Diferente das demais postagens, em que eu contava o storytelling cronologicamente, não farei o mesmo aqui. Em cada seção descreverei uma decisão de design, da mais macro para a mais micro.
Um disclaimer: o klo-gba.js é um projeto pessoal, ou seja, desenvolvo no meu tempo livre e por puro hobby! Então algumas das decisões e justificativas são influenciadas pelo hobbismo!
Web App?
Desde a introdução eu falei de desenvolver um web app… Mas você chegou a se questionar de porque estou falando de web? Em geral, essas ferramentas de engenharia reversa são desktop. O próprio no$gba é desktop. Os editores de fase para os jogos de GBA do Pokémon também são desktop. Os emuladores mais populares de Switch e do 3DS são desktop. Até mesmo esse simples programa para verificar a integridade dos arquivos do Swtich também é desktop.
Por qual razão estamos fazendo diferente?
Bem, a principal razão de porque estou fazendo um web app é bem simples: eu sou apaixonado pela web. Tal como diz o Gabriel Guimarães, um dos engineering manager da unicórnio Brex, "a internet é um delivery de código": o usuário só precisa acessar uma URL que já consegue usufruir de um serviço. Trata-se de um ambiente aberto onde todos podem conviver e aplicar suas tecnologias.

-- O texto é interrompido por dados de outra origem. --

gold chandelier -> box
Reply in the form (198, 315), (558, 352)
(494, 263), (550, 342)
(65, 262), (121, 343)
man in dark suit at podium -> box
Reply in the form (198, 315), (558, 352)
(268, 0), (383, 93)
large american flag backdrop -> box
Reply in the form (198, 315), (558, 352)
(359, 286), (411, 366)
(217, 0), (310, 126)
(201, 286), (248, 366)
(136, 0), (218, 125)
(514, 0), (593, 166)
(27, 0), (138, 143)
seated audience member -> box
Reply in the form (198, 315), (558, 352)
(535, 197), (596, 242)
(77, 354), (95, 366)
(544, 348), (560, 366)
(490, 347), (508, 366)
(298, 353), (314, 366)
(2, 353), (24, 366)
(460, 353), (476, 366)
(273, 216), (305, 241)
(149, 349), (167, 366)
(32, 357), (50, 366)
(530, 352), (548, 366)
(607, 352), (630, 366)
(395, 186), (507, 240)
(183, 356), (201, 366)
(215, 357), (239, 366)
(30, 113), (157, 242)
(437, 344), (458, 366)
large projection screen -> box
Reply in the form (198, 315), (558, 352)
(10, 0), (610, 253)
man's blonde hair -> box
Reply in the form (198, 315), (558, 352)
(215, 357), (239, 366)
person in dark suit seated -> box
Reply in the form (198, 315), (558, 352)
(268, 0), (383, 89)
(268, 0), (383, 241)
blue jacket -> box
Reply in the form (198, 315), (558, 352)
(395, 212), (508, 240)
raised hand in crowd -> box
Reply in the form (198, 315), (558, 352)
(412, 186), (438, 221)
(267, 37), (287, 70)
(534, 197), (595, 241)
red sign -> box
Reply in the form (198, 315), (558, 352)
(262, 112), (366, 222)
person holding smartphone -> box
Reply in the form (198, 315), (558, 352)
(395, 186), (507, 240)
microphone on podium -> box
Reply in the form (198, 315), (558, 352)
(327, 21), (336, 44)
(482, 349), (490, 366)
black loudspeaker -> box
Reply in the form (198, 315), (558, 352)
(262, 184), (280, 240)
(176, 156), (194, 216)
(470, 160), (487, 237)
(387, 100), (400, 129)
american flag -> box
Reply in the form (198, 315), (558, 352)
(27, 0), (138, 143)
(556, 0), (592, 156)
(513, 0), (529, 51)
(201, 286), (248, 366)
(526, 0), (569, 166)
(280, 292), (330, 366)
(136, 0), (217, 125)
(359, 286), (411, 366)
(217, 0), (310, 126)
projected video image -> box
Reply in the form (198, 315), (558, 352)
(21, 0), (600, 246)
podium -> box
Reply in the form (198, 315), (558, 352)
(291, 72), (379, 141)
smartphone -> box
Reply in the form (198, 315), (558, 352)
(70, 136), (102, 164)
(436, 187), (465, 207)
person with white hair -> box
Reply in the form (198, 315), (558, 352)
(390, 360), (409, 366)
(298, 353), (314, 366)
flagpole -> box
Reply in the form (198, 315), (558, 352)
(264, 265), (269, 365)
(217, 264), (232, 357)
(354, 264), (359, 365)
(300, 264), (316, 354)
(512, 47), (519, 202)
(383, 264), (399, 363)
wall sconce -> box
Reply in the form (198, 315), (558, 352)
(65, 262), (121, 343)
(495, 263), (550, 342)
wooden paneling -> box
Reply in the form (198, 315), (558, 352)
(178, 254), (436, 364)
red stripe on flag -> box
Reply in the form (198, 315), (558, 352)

Seria um completo desperdício fazermos uma aplicação desktop quando podemos prover tudo a partir de uma simples URL. Assim não obrigamos o usuário a ter que baixar um software só para brincar um pouco em nosso editor de mapas. Isso inclusive viabiliza que mais usuários iterem em versões alfas do editor.
Os últimos avanços viabilizam cada vez mais que seja desenvolvido verdadeiras aplicações web — seria realmente difícil de se fazer essa nossa aplicação a 10 anos atrás, por exemplo. O WebGL e bibliotecas como React facilitam bastante e assim torna tudo isso possível.
JS?
Okay. Vamos fazer um web app… mas… escrevendo em JS? Há tantas coisas melhores em pleno 2019… Linguagens como TypeScript, ClojureScript, ReasonML…
Bem, nesse quesito devo que admitir: JS foi uma péssima escolha e me arrependo.
Escolhi desenvolver em JS apenas porque já estava mais habituado, além de que bibliotecas que pretendia usar funcionam melhor com JS, tais como a lib de funcional Ramda. Outra lib de exemplo é a de front que já havia decidido a utilizar, Former-Kit, da qual também não é tipada, o que diminui os ganhos em usar linguagens como TS.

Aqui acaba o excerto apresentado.